Online supplemental material
Fig. S1 shows the schematics of OT-I and Pmel-1 models, the effects of IL-1β administration on endogenous SIINFEKL-tetramer+ CD8+ T cells, and the impact of IL-1β administration on a recall response. Fig. S2 shows the frequency of OT-I cells in the blood and CD69/CD103 expression in OT-I and Pmel-1 cells. Fig. S3 shows OT-I cell numbers in the bone marrow chimera experiments described in Fig. 6 and OT-I data for the bone marrow chimera experiment using β2M KO mice. Fig. S4 shows serum levels of IL-6, IL-12, and TNFα upon IL-1β administration, OT-I cell numbers in the experiments described in Fig. 7, GSEA of IL-1β–exposed versus vehicle-exposed OT-I cells, and the impact of IL-1β administration on CD127 expression in OT-I and Pmel-1 cells. Fig. S5 shows the effects of IL-1β administration on Il2, Il15, and Il15ra mRNA levels, frequency of IL-2+ cells, CD25 and CD122 expression in OT-I cells, frequency and CD25 expression of T reg cells, frequency of FSCintSSCint population and CD11b+Gr-1+ subpopulation, population kinetics of the splenic immune cell types, and the IL-15Rα expression in different immune cell types. Table S1 shows the RNA-seq data analysis for Fig. 2 A.
This manuscript is dedicated to William E. Paul (June 12, 1936–September 18, 2015) and his work in the field of immunology for over five decades. We also thank D. Palmer for the critical review of the paper and thoughtful discussions, A. Mixon and S. Farid for cell sorting, W.D. Jones for tumor measurements, and A. Eidizadeh for mouse genotyping.
The research was supported by the Intramural Research Programs of the National Institute of Allergy and Infectious Diseases and National Cancer Institute, National Institutes of Health, and by the Cancer Moonshot program for the Center for Cell-Based Therapy at the National Cancer Institute, National Institutes of Health.
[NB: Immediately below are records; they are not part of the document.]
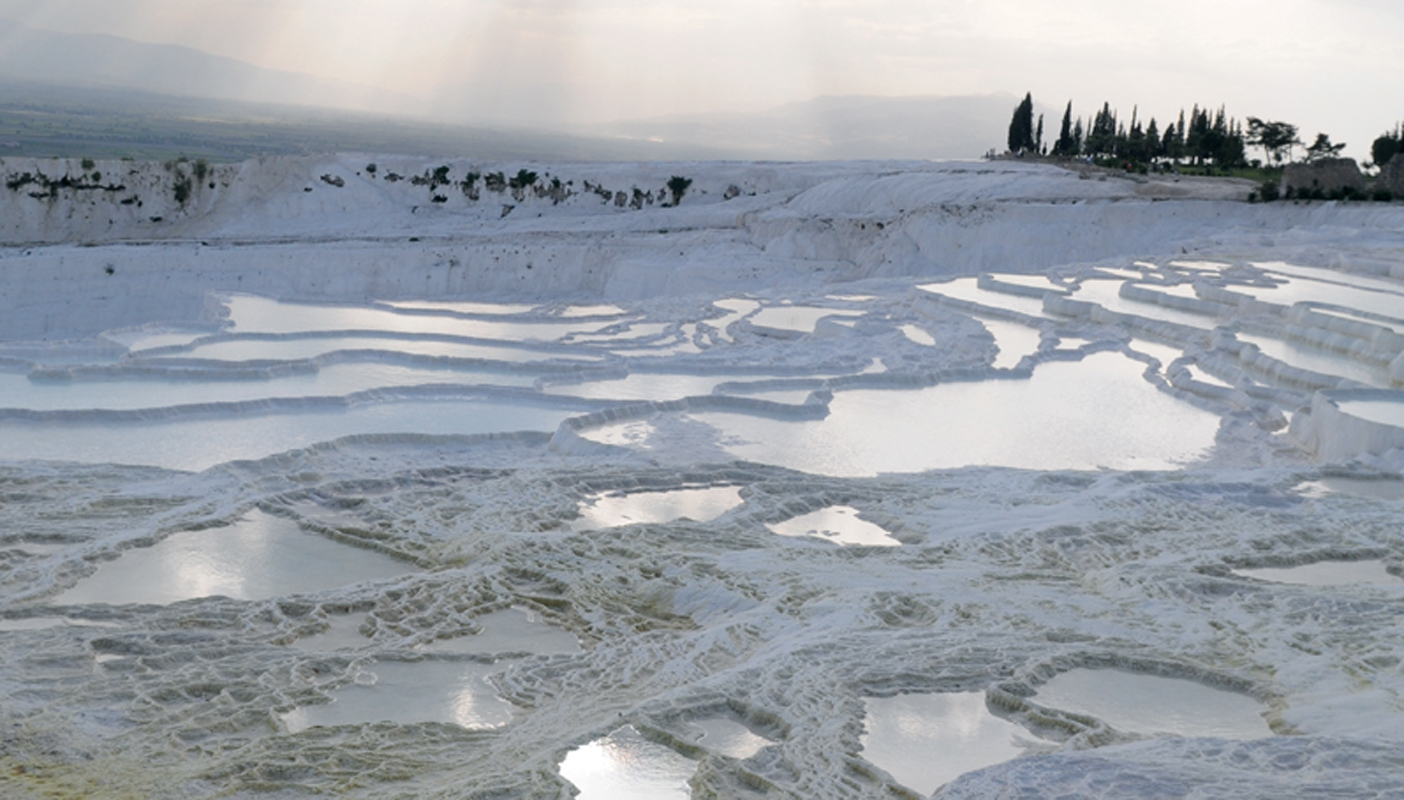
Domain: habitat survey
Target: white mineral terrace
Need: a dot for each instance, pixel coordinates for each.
(970, 479)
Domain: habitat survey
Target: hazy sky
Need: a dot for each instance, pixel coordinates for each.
(1324, 65)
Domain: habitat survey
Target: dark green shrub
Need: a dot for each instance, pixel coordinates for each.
(678, 187)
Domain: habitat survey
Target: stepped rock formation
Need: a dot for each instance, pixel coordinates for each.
(1327, 174)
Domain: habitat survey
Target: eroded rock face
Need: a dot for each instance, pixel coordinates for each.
(1392, 177)
(1327, 174)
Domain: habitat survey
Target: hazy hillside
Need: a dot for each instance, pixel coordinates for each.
(94, 59)
(844, 128)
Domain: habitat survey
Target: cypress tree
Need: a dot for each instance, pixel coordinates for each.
(1064, 145)
(1021, 128)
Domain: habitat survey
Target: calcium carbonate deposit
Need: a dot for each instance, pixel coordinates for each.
(386, 477)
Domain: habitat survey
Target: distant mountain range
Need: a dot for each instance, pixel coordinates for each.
(841, 128)
(824, 128)
(101, 61)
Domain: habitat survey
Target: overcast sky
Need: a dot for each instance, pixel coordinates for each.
(1324, 65)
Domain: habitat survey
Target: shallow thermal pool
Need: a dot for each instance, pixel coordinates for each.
(927, 741)
(697, 504)
(249, 313)
(838, 524)
(1153, 705)
(1091, 414)
(312, 347)
(1327, 574)
(968, 291)
(201, 442)
(410, 692)
(1014, 341)
(332, 381)
(261, 556)
(726, 737)
(628, 767)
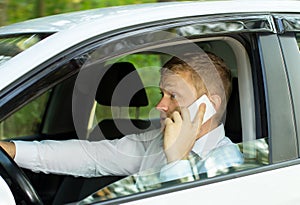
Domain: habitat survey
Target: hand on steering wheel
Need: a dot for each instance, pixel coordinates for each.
(17, 180)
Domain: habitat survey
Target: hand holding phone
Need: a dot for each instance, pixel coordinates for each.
(209, 111)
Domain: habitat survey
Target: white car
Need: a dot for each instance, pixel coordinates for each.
(47, 92)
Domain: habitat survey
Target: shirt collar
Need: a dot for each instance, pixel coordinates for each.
(209, 141)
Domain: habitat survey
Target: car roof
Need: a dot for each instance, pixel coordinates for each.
(88, 24)
(59, 22)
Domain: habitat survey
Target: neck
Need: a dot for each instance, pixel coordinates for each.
(207, 127)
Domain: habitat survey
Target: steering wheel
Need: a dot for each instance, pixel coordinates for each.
(17, 180)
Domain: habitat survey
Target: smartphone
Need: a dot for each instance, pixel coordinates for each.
(209, 111)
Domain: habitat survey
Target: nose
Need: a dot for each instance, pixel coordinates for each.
(162, 105)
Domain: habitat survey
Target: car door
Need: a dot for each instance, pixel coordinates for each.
(268, 133)
(252, 48)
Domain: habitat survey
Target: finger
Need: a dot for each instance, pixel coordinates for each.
(176, 117)
(168, 121)
(185, 114)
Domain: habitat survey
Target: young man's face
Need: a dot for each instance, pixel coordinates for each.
(177, 91)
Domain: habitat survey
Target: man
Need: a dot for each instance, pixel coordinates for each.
(182, 82)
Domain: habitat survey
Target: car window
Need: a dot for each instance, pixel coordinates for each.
(13, 45)
(298, 39)
(255, 147)
(27, 120)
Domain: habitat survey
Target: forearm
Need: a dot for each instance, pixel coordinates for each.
(9, 147)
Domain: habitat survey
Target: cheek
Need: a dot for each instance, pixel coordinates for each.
(174, 105)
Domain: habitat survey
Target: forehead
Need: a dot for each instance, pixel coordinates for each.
(176, 80)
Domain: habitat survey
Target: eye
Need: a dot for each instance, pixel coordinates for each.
(161, 93)
(173, 96)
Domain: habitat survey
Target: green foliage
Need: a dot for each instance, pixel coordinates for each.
(20, 10)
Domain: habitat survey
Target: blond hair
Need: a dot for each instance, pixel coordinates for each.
(208, 73)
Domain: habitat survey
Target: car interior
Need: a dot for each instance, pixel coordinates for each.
(120, 90)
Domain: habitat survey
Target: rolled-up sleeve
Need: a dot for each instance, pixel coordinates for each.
(80, 157)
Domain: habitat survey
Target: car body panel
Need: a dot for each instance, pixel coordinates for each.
(270, 187)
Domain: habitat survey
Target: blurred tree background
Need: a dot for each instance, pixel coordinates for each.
(12, 11)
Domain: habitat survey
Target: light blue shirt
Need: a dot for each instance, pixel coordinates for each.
(129, 155)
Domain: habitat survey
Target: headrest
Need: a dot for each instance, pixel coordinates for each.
(121, 86)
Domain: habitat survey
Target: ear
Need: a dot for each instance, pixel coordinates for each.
(216, 101)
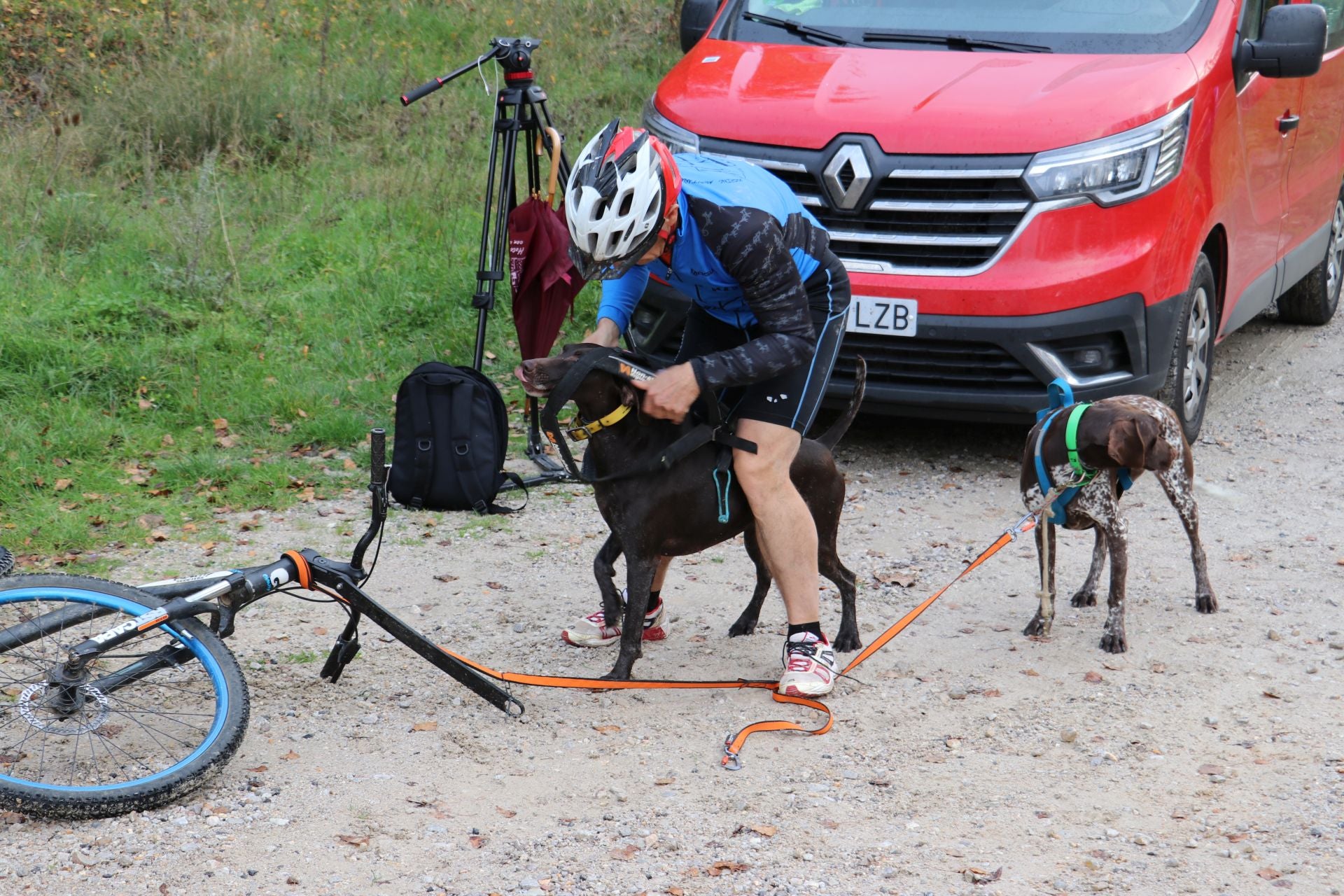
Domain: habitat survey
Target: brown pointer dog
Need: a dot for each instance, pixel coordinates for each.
(1126, 431)
(673, 512)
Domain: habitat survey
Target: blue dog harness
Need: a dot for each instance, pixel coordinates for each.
(1062, 399)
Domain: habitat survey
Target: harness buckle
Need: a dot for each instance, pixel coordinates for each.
(730, 760)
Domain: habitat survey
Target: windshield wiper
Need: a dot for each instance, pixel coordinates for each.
(799, 29)
(955, 42)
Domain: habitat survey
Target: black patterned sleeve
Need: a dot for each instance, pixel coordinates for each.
(755, 250)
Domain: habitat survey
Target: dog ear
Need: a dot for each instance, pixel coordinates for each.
(1126, 444)
(1158, 453)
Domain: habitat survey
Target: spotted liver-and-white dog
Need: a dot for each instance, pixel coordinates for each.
(1126, 431)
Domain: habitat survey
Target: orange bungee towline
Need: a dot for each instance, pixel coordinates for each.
(734, 743)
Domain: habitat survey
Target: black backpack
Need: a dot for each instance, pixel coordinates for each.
(448, 448)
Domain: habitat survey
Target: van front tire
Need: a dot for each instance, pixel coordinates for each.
(1191, 368)
(1315, 298)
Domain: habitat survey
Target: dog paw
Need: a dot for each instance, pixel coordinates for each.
(1037, 628)
(741, 628)
(1114, 643)
(1084, 599)
(847, 643)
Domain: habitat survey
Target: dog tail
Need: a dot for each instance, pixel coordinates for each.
(860, 377)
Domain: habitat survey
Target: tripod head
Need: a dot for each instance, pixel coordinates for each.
(512, 54)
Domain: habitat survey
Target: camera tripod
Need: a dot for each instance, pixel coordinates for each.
(519, 113)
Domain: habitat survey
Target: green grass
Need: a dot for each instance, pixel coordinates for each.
(218, 255)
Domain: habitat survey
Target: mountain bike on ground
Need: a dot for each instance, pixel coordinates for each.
(118, 699)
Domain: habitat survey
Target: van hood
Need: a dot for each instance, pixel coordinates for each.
(918, 101)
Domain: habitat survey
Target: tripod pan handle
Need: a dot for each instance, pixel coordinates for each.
(424, 90)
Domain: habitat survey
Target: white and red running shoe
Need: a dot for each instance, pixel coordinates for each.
(809, 666)
(593, 631)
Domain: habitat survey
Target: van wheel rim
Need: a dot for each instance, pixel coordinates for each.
(1199, 332)
(1335, 258)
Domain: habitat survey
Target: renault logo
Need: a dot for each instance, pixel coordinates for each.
(847, 176)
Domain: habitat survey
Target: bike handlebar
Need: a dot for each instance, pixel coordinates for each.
(377, 456)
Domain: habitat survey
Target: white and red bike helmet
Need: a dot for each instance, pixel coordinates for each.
(622, 190)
The work was also supported by the Milstein Family Foundation. This work used the computational resources of the National Institutes of Health High Performing Computation Biowulf cluster (http://hpc.nih.gov).
The authors declare no competing financial interests.
Author contributions: P.-H. Lee designed and performed experiments, collected and analyzed data, and wrote the paper. T.N. Yamamoto designed and performed experiments, collected and analyzed data, and edited the paper. D. Gurusamy designed and performed experiments, collected and analyzed RNA-seq data, and edited the paper. M. Sukumar designed and performed experiments, collected and analyzed the real-time PCR data, and edited the paper. Z. Yu performed tumor experiments, collected tumor data, and edited the paper. J. Hu-Li designed and performed experiments and managed mouse colonies. T. Kawabe designed and performed experiments and edited the paper. A. Gangaplara designed and performed experiments, collected and analyzed data, and edited the paper. R.J. Kishton designed and performed experiments, collected and analyzed data, and edited the paper. A.N. Henning analyzed the RNA-seq data and edited the paper. S.K. Vodnala analyzed the RNA-seq data and edited the paper. R.N. Germain designed experiments, analyzed data, and edited the paper. W.E. Paul designed experiments and analyzed data. N.P. Restifo designed experiments, analyzed data, and edited the paper.
William E. Paul died on September 18, 2015.